A role for human skin-resident T cells in wound healing Toulon, A. et al. J. Exp. Med. 206, 743–750 (2009)

Human skin is populated by αβ+ and γδ+ T cells, but little is known about their functions. In mice, equivalent skin-resident T cells (which are exclusively γδ+ T cells) have recently been shown to function in wound repair. This study shows that human skin T cells similarly promote wound healing by producing insulin-like growth factor 1 (IGF1). αβ+ and γδ+ T cells isolated from normal human skin were found to constitutively produce low levels of IGF1, and this could be upregulated following T cell stimulation in vitro. In skin organ cultures, wound closure was accelerated by the addition of stimulating CD3-specific antibody and inhibited by IGF1-specific antibody.

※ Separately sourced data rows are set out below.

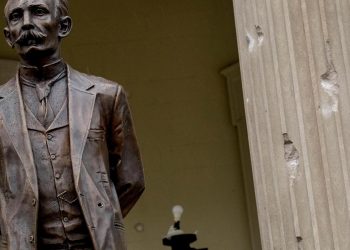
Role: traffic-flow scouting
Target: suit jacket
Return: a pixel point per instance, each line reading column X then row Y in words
column 107, row 168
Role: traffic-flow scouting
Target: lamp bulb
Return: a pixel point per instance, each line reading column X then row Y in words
column 177, row 212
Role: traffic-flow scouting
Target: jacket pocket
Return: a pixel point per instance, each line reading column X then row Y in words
column 96, row 135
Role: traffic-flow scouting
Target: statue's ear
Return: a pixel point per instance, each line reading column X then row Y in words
column 8, row 37
column 65, row 26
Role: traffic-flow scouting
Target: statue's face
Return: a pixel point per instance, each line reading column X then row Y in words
column 32, row 26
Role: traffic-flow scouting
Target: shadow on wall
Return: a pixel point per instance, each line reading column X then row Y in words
column 8, row 69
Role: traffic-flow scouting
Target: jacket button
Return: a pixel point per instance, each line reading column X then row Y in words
column 57, row 176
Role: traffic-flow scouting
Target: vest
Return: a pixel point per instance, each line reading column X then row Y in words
column 60, row 218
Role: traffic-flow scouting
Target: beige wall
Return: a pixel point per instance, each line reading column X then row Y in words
column 168, row 55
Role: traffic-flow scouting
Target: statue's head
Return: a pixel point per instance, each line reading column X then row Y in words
column 35, row 28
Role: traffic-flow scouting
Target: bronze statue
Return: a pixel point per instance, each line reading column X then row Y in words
column 70, row 167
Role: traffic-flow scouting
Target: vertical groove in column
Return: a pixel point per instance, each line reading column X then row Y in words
column 296, row 224
column 343, row 157
column 270, row 142
column 336, row 114
column 321, row 133
column 263, row 204
column 301, row 127
column 276, row 67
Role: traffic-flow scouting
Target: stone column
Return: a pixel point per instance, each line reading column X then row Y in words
column 295, row 67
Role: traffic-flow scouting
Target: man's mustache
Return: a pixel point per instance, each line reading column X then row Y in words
column 27, row 35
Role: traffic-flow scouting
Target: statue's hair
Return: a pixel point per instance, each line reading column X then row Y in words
column 61, row 7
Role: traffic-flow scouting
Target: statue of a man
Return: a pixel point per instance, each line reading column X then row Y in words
column 70, row 167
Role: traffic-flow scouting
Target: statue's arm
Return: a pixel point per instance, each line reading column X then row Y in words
column 125, row 160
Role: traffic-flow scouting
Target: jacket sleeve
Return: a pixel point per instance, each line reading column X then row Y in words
column 125, row 161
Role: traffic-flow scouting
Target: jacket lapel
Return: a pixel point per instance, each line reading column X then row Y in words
column 12, row 115
column 80, row 107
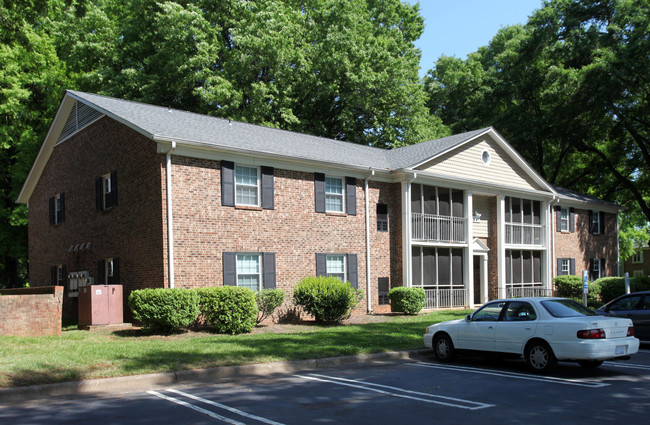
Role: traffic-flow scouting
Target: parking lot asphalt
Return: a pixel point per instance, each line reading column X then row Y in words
column 394, row 388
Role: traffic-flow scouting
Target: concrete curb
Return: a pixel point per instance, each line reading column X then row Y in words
column 140, row 383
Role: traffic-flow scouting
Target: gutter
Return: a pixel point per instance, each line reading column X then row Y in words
column 367, row 202
column 170, row 227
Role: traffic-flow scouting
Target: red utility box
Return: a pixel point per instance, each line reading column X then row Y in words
column 100, row 305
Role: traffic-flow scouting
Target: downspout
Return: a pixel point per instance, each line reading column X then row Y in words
column 367, row 202
column 170, row 227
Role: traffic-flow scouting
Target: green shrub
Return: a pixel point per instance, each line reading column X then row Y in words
column 228, row 309
column 326, row 298
column 164, row 309
column 613, row 287
column 406, row 300
column 267, row 301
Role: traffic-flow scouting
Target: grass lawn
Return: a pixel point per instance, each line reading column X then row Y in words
column 78, row 355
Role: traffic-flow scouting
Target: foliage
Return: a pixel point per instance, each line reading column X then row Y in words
column 406, row 300
column 571, row 287
column 268, row 300
column 164, row 309
column 326, row 298
column 613, row 287
column 228, row 309
column 568, row 90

Epidermal αβ+ and γδ+ T cells could be isolated from acute and chronic wounds, but those from chronic wounds failed to produce high levels of IGF1 and interleukin-2 following activation, indicating that the failure in wound healing could result from impaired responsiveness of skin T cells to activation.

Immune responses

Syk kinase signalling couples to the Nlrp3 inflammasome for anti-fungal host defence Gross, O. et al. Nature 1 Apr 2009 (doi:10.1038/nature07965)

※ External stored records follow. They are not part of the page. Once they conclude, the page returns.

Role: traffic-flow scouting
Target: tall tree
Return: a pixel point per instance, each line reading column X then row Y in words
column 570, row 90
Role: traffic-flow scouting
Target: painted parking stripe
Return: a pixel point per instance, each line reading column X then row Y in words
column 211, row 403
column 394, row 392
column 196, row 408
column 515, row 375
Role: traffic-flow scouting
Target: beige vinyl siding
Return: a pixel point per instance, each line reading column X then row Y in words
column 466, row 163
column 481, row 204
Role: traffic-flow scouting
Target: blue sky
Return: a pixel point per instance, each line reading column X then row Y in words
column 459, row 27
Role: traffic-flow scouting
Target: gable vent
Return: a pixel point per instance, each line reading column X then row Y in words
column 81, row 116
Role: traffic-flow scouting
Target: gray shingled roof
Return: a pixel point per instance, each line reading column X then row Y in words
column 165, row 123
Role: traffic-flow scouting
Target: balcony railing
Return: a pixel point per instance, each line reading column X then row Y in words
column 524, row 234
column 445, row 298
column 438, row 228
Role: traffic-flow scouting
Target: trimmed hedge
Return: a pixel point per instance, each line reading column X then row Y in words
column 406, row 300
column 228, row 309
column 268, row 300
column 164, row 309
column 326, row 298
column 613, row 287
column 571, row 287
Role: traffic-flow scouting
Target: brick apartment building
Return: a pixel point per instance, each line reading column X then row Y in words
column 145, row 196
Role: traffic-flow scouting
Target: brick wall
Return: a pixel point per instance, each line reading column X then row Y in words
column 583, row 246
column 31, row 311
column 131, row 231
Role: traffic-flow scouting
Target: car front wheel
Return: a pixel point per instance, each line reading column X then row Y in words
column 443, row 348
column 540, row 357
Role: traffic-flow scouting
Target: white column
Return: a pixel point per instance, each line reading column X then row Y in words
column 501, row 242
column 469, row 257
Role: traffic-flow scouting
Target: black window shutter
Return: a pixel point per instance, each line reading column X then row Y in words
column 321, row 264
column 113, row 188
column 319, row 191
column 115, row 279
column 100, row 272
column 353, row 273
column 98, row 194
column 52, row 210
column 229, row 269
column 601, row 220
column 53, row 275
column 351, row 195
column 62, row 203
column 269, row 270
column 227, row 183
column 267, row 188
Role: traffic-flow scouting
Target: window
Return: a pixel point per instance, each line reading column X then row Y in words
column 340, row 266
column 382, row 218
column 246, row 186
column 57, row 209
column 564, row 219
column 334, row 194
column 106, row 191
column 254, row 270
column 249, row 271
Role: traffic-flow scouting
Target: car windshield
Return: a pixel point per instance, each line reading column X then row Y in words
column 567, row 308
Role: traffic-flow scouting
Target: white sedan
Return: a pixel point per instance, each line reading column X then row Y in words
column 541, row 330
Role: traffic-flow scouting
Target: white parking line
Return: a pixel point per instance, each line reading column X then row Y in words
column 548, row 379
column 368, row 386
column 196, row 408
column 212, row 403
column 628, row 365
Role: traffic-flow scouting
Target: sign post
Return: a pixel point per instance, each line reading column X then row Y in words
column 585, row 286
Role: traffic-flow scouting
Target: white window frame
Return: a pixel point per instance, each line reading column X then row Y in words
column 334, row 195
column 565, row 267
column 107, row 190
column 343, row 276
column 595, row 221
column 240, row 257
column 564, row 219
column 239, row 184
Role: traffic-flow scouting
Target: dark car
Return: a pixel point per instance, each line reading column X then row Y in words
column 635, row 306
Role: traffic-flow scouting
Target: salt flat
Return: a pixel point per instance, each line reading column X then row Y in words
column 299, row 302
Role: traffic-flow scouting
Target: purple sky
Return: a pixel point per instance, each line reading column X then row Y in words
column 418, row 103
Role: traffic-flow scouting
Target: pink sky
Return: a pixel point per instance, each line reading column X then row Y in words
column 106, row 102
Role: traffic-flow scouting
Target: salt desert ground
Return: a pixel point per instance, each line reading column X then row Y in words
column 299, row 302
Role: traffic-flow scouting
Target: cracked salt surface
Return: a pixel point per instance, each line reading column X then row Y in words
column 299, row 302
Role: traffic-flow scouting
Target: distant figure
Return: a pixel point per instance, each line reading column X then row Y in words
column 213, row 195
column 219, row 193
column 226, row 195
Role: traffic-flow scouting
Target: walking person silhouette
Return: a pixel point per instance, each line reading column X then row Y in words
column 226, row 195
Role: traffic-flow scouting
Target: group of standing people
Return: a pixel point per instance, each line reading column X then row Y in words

This paper provides a molecular basis for the production of interleukin-1β (IL-1β) for antifungal defence. The pathway links sensing of fungus by pattern recognition receptors (PRRs) to activation of the NLRP3 (nucleotide-binding domain, leucine-rich-repeat-containing family protein 3) inflammasome, which results in caspase 1-mediated processing and secretion of IL-1β. Spleen tyrosine kinase (SYK), which is activated downstream of immunoreceptor tyrosine-based activation motif-containing PRRs such as dectin 1, was found to be crucial for inflammasome activation and IL-1β secretion in response to Candida albicans but not bacteria or a bacterial toxin. Additional signals required for inflammasome activation were shown to derive from potassium efflux and reactive oxygen species. The finding that NLRP3-deficient mice are highly susceptible to infection with C. albicans indicated that NLRP3 couples the fungus recognition signal to activation of the inflammasome component ASC (apoptosis-associated speck-like protein containing a CARD) and subsequent IL-1β production.